La madre fu portata dal Faletto a San Gillio, in quel luogo, la povera donna in ginocchio, con le mani giunte si rivolse al boia della Val Susa con queste parole : Hai ucciso mio figlio e ora vuoi uccidere anche me, ma tu, non ce l'hai una madre ? Faletto per tutta risposta le sparò , poi prese la borsetta della vittima e la portò in giro come un trofeo da esibire.
Giuseppina Bessone di 56 anni era la panettiera di Caselette venne uccisa con il figlio, Bruno Pasinetti di 19 anni, alle 21 del 12 agosto del 1944 da Faletto che era penetrato in casa loro in quanto secondo il Boia della Val Susa, erano spie dei Fascisti, in realtà avevano soltanto espresso delle opinioni molto severe verso chi rubava ai contadini della zona, ma soprattutto si erano permessi di dissetare due feriti della G.N. R. che agonizzavano in piazza e a cui nessuno osava portare un minimo di conforto. Giuseppina e Bruno persero la vita per un bicchiere d'acqua.

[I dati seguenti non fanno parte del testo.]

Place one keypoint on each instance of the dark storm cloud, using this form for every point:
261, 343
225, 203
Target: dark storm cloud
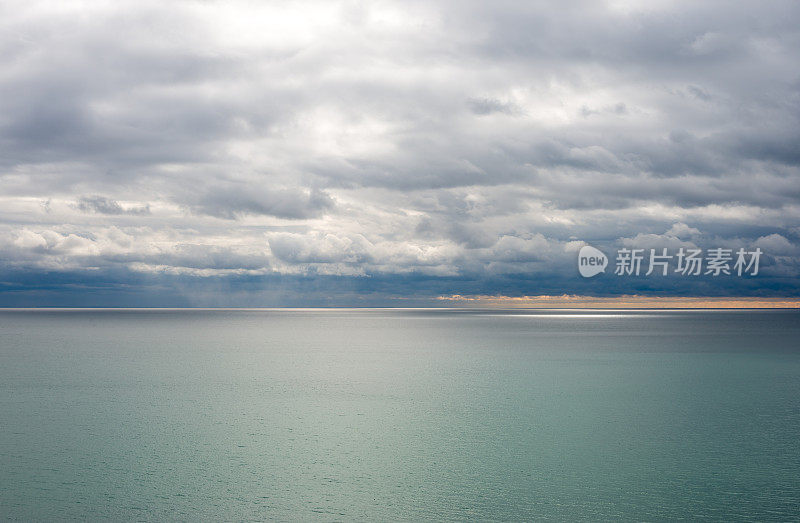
404, 148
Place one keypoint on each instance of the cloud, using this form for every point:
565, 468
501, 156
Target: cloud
102, 205
405, 148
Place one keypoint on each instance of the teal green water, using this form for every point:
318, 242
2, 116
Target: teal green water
399, 415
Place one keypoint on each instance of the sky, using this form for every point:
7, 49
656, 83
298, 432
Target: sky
391, 153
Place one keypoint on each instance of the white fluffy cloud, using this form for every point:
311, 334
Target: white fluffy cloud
447, 139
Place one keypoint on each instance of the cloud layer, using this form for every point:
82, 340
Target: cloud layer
345, 152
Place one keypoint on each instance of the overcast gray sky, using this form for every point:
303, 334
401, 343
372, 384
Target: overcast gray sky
289, 153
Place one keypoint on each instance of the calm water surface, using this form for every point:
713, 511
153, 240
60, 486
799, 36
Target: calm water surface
399, 415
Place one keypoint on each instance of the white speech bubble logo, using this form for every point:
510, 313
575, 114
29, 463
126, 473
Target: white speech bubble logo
591, 261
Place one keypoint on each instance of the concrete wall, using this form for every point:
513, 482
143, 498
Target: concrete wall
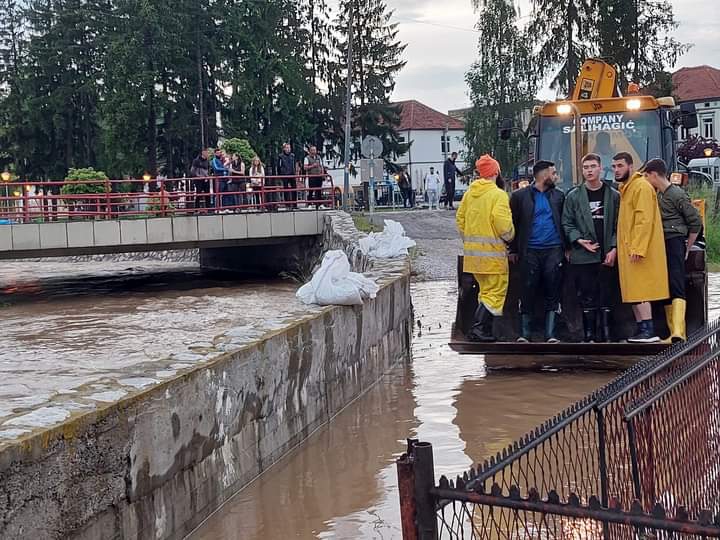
117, 236
156, 464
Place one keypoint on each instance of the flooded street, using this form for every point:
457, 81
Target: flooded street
342, 482
77, 335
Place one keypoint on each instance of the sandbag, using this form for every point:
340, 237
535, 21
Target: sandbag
335, 284
388, 244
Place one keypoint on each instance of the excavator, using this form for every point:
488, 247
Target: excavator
596, 118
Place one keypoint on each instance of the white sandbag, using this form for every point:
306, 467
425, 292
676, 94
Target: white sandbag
388, 244
335, 284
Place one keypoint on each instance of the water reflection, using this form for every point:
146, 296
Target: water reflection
442, 397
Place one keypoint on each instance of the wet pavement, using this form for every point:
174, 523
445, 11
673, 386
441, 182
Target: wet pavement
80, 335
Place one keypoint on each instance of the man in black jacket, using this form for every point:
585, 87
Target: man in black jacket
450, 172
287, 168
539, 246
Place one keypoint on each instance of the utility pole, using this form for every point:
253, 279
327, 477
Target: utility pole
348, 110
201, 104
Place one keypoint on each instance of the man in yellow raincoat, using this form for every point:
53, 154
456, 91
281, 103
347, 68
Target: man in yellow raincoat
641, 247
485, 222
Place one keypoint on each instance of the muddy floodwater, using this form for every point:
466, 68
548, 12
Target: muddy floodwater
77, 335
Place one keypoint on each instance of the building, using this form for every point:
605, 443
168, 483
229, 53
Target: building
434, 137
700, 85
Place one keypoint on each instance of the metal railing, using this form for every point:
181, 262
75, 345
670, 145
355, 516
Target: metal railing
125, 199
643, 447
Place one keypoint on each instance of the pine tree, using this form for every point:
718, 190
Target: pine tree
501, 83
562, 32
635, 36
377, 59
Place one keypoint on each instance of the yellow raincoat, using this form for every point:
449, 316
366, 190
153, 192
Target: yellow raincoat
640, 232
485, 222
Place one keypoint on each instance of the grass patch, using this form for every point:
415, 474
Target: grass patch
362, 223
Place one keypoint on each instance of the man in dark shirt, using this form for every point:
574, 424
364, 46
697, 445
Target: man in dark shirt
539, 247
681, 226
590, 226
450, 172
287, 168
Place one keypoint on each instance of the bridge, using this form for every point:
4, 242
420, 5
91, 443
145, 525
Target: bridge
256, 223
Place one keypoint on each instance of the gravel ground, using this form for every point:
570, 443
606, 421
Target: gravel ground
437, 240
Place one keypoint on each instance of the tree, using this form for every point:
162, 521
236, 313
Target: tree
377, 59
562, 33
635, 36
501, 84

Prima fu colpito il figlio poi anche la povera mamma che per proteggere il figlio lo abbracciò, i due corpi furono crivellati da 12 pallottole.
Ma il carattere fortemente criminale di Faletto spaziava in tutta la gamma della malvagità umana, il 25 ottobre del 1944 a Piaanezza, il Faletto penetrò nella casa di due donne anziane sole, una vedova di 55 anni e sua madre di 75, sotto la minaccia delle armi, stuprò la vedova sotto gli occhi della madre che fu costretta ad assistere inebetita alla violenza.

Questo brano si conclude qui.